Abstract

Contact behavior of gear teeth plays a key role in modeling and analysis of geared systems. To reasonably evaluate the time-varying contact characteristics of spur gear systems, a new load-dependent time-varying meshing stiffness model incorporating elastic contact stiffness, temperature stiffness and oil film stiffness is developed. Asperity pressure and lubricant pressure are considered for the oil film stiffness. The engagement of the gear pair is decomposed and classified based on the time-varying contact analysis and then five meshing states are obtained. A novel nonlinear dynamic model of the gear-rotor-bearing system with 5-state mesh including time-varying backlash and time-varying meshing stiffness is established by introducing multiple state sub-functions. The effects of gear temperature and load on the meshing stiffness are analyzed. 5-state meshing behavior is identified and characterized by constructing 5 Poincaré maps. The bifurcation and evolution of 5-state meshing behavior are investigated by changing parameters.
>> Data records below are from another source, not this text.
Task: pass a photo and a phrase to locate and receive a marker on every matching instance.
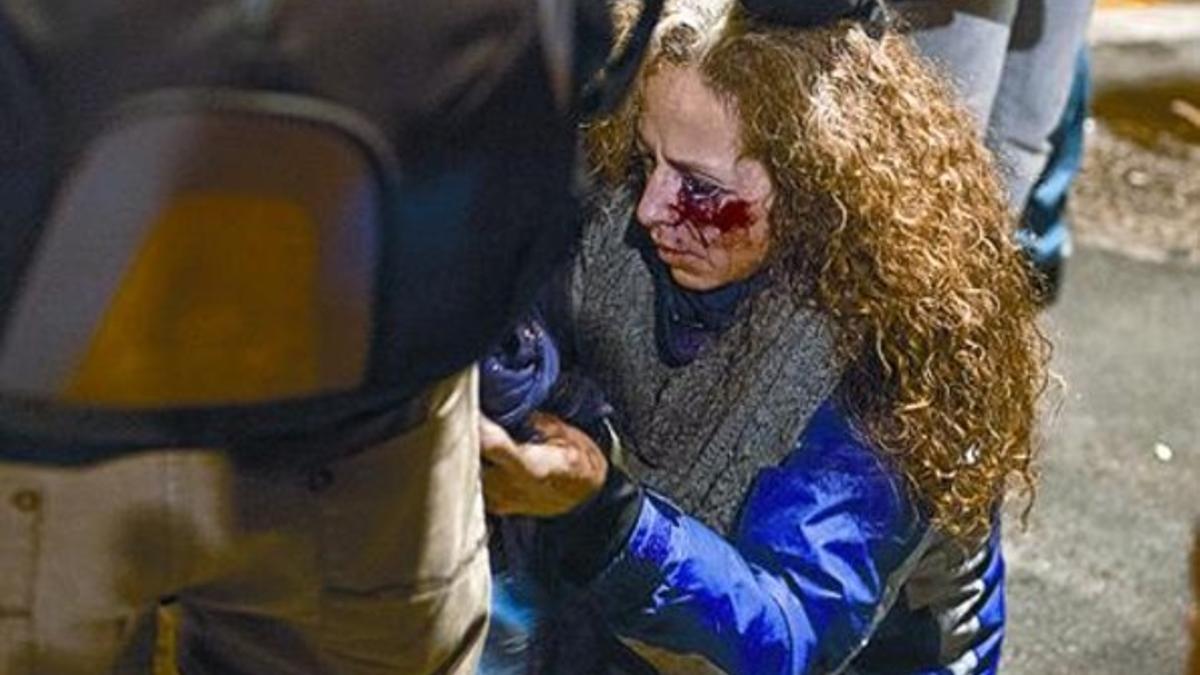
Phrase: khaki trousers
(186, 561)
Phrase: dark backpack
(257, 223)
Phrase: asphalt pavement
(1098, 579)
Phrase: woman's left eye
(700, 189)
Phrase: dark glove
(516, 377)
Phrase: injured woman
(766, 420)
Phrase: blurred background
(1099, 577)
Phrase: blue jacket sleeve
(798, 586)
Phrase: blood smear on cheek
(711, 210)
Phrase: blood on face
(705, 207)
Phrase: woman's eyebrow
(682, 165)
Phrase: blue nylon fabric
(910, 641)
(798, 585)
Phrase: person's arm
(796, 590)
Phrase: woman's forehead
(684, 119)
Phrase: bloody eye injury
(705, 205)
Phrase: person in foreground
(801, 298)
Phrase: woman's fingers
(543, 479)
(495, 443)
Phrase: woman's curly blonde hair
(889, 217)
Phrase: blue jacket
(831, 568)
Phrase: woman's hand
(544, 478)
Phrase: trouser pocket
(21, 508)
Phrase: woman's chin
(693, 280)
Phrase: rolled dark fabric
(808, 13)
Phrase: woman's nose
(658, 196)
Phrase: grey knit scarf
(701, 431)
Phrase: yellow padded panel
(219, 306)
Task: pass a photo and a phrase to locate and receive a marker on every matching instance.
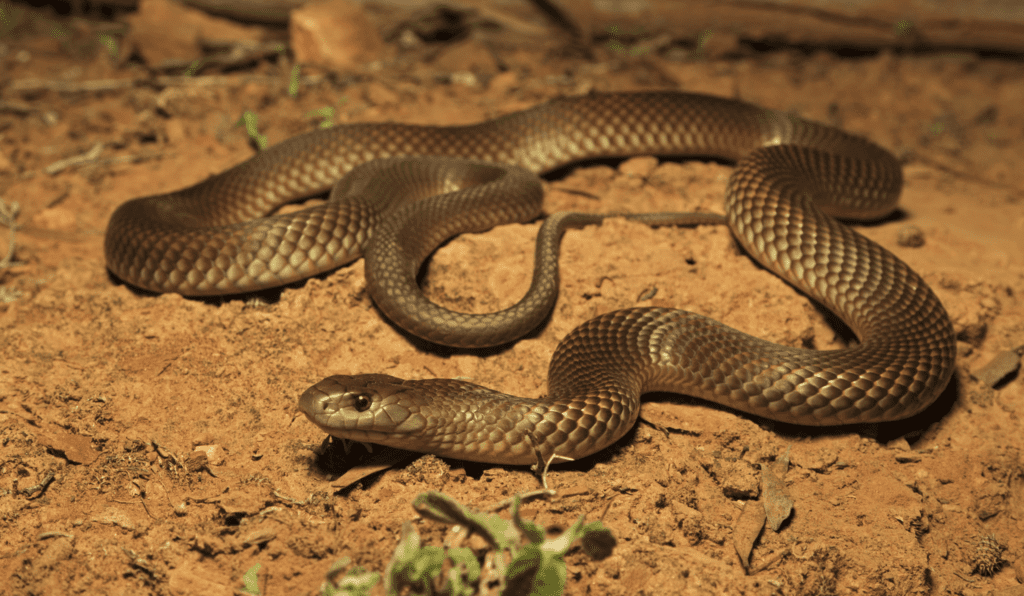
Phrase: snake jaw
(360, 408)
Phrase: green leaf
(250, 121)
(501, 534)
(597, 541)
(535, 534)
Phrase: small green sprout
(326, 116)
(250, 581)
(251, 121)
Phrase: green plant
(524, 560)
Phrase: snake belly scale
(792, 177)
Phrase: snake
(792, 179)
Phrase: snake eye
(363, 401)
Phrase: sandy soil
(105, 392)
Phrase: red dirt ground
(110, 391)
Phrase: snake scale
(792, 177)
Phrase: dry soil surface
(105, 392)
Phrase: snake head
(368, 408)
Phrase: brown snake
(791, 177)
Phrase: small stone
(910, 236)
(1004, 365)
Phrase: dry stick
(8, 213)
(36, 85)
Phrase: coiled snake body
(791, 177)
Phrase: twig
(37, 85)
(8, 213)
Distribution of multi-state meshing behavior in two-parameter planes is analyzed to obtain the correlation between multi-parameter and multi-state behavior. The results demonstrate that temperature and load greatly affect the time-varying meshing stiffness, of which the temperature stiffness contributes the most and the oil film stiffness contributes less. The parameters change the system dynamics by affecting the multi-state meshing behavior. The dynamic behavior is highly dependent on the matching and combination of multiple parameters. Diversity of multi-state meshing behavior is clearly revealed. The presented results provide an understanding of the time-varying engaging characteristics and therefore serve as a useful source of reference for engineering in designing and controlling such gear systems.